Variations of the HLA-B gene increase the risk of developing ankylosing spondylitis, although it is not a diagnostic test. Those with the HLA-B27 variant are at a higher risk than the general population of developing the disorder. HLA-B27, demonstrated in a blood test, can occasionally help with diagnosis, but in itself is not diagnostic of AS in a person with back pain. Over 95% of people that have been diagnosed with AS are HLA-B27 positive, although this ratio varies from population to population (about 50% of African American patients with AS possess HLA-B27, and it is close to 80% among AS patients from Mediterranean countries). In early onset disease HLA-B7/B*2705 heterozygotes exhibited the highest risk for disease.

BASDAI

The Bath Ankylosing Spondylitis Disease Activity Index (BASDAI), developed in Bath (UK), is an index designed to detect the inflammatory burden of active disease. The BASDAI can help to establish a diagnosis of AS in the presence of other factors such as HLA-B27 positivity, persistent buttock pain which resolves with exercise, and X-ray or MRI evident involvement of the sacroiliac joints. (See: "Diagnostic Tools", below) It can be easily calculated and accurately assesses a patient's need for additional therapy; a patient with a score of four out of a possible 10 points while on adequate NSAID therapy is usually considered a good candidate for biologic therapy.

The Bath Ankylosing Spondylitis Functional Index (BASFI) is a functional index which can accurately assess a patient's functional impairment due to the disease, as well as improvements following therapy. (See: "Diagnostic Tools", below) The BASFI is not usually used as a diagnostic tool, but rather as a tool to establish a patient's current baseline and subsequent response to therapy.

Treatment

There is no cure for AS, although treatments and medications can reduce symptoms and pain.

Medication

The major types of medications used to treat ankylosing spondylitis are pain-relievers and drugs aimed at stopping or slowing the progression of the disease. Pain-relieving drugs come in two major classes:

• The mainstay of therapy in all seronegative spondyloarthropathies are anti-inflammatory drugs, which include NSAIDs such as ibuprofen, phenylbutazone, diclofenac, indomethacin, naproxen and COX-2 inhibitors, which reduce inflammation and pain. Indomethacin is a drug of choice. 2012 research showed that patients with elevated acute phase reactants seem to benefit most from continuous treatment with NSAIDs.

• Opioid analgesics

Drugs used to treat the progression of the disease include:

• Disease-modifying antirheumatic drugs (DMARDs) such as sulfasalazine can be used in patients with peripheral arthritis. For axial involvement, sulfasalazine is less effective. Other DMARDS, such as methotrexate did not have enough evidence to prove their effect. Generally, systemic corticosteroids were not used due to lack of evidence. Local injection with corticosteroid can be used for selected patients with peripheral arthritis.

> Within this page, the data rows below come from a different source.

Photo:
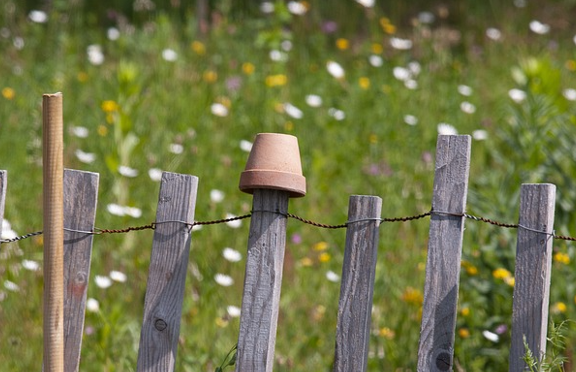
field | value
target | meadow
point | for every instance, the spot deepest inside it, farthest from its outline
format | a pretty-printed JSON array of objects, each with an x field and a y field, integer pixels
[{"x": 365, "y": 87}]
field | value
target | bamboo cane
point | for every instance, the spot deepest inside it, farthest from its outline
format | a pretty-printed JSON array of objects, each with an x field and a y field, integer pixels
[{"x": 53, "y": 204}]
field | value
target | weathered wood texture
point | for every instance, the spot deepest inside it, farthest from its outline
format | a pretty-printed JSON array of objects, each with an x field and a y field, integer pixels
[
  {"x": 532, "y": 276},
  {"x": 80, "y": 199},
  {"x": 357, "y": 288},
  {"x": 167, "y": 273},
  {"x": 436, "y": 350},
  {"x": 53, "y": 213},
  {"x": 262, "y": 281},
  {"x": 3, "y": 183}
]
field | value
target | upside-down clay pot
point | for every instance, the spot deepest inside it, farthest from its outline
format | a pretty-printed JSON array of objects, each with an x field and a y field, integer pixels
[{"x": 274, "y": 163}]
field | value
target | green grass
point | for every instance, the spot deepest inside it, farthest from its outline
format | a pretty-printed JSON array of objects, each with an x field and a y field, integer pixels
[{"x": 371, "y": 151}]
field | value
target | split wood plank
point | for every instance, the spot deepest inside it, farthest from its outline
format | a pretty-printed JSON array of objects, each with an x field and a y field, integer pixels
[
  {"x": 3, "y": 183},
  {"x": 167, "y": 273},
  {"x": 532, "y": 273},
  {"x": 357, "y": 288},
  {"x": 80, "y": 200},
  {"x": 436, "y": 348},
  {"x": 262, "y": 281}
]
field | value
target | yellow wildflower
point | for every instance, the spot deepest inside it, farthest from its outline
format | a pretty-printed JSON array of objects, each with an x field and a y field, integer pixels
[
  {"x": 387, "y": 27},
  {"x": 342, "y": 44},
  {"x": 472, "y": 270},
  {"x": 248, "y": 68},
  {"x": 276, "y": 80},
  {"x": 210, "y": 76},
  {"x": 501, "y": 273},
  {"x": 102, "y": 130},
  {"x": 109, "y": 106},
  {"x": 324, "y": 257},
  {"x": 320, "y": 246},
  {"x": 198, "y": 47},
  {"x": 387, "y": 333},
  {"x": 562, "y": 258},
  {"x": 8, "y": 93},
  {"x": 377, "y": 48}
]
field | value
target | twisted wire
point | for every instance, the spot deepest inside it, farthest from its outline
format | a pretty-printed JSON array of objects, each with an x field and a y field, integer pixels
[{"x": 152, "y": 226}]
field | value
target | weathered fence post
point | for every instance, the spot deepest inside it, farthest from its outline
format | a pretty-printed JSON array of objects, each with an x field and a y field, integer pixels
[
  {"x": 357, "y": 288},
  {"x": 532, "y": 275},
  {"x": 80, "y": 199},
  {"x": 436, "y": 350},
  {"x": 3, "y": 182},
  {"x": 273, "y": 174},
  {"x": 53, "y": 174},
  {"x": 167, "y": 273}
]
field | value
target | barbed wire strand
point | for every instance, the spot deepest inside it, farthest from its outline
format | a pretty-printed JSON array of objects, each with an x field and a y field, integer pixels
[{"x": 152, "y": 226}]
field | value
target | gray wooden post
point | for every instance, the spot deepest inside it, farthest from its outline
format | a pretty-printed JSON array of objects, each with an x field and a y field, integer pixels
[
  {"x": 436, "y": 350},
  {"x": 532, "y": 276},
  {"x": 262, "y": 281},
  {"x": 80, "y": 199},
  {"x": 167, "y": 273},
  {"x": 3, "y": 183},
  {"x": 357, "y": 288}
]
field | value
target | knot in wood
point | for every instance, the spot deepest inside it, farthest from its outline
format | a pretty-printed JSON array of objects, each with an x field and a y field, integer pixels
[
  {"x": 443, "y": 361},
  {"x": 160, "y": 325}
]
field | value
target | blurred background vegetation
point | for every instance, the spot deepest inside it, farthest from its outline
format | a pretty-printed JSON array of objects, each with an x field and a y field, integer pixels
[{"x": 365, "y": 86}]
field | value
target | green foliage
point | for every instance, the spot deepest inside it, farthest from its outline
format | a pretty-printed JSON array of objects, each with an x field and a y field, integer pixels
[{"x": 169, "y": 97}]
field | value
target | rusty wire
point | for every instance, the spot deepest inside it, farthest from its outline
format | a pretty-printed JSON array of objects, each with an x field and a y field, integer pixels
[{"x": 152, "y": 226}]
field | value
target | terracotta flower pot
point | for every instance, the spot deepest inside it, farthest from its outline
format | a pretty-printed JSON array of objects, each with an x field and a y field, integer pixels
[{"x": 274, "y": 163}]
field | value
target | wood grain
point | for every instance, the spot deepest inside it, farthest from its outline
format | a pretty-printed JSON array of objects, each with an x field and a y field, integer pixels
[
  {"x": 532, "y": 273},
  {"x": 80, "y": 200},
  {"x": 357, "y": 288},
  {"x": 436, "y": 349},
  {"x": 3, "y": 184},
  {"x": 167, "y": 273},
  {"x": 262, "y": 281},
  {"x": 53, "y": 213}
]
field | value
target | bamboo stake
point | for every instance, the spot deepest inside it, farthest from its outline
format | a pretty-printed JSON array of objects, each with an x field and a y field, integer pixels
[{"x": 53, "y": 203}]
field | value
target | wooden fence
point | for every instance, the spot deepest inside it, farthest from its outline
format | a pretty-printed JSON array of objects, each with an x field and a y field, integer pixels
[{"x": 263, "y": 277}]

• Tumor necrosis factor-alpha (TNFα) blockers (antagonists), such as the biologics etanercept (Enbrel), infliximab (Remicade), golimumab (Simponi) and adalimumab (Humira), have shown good short-term effectiveness in the form of profound and sustained reduction in all clinical and laboratory measures of disease activity. Trials are ongoing to determine their long-term effectiveness and safety.> The major drawback is the cost.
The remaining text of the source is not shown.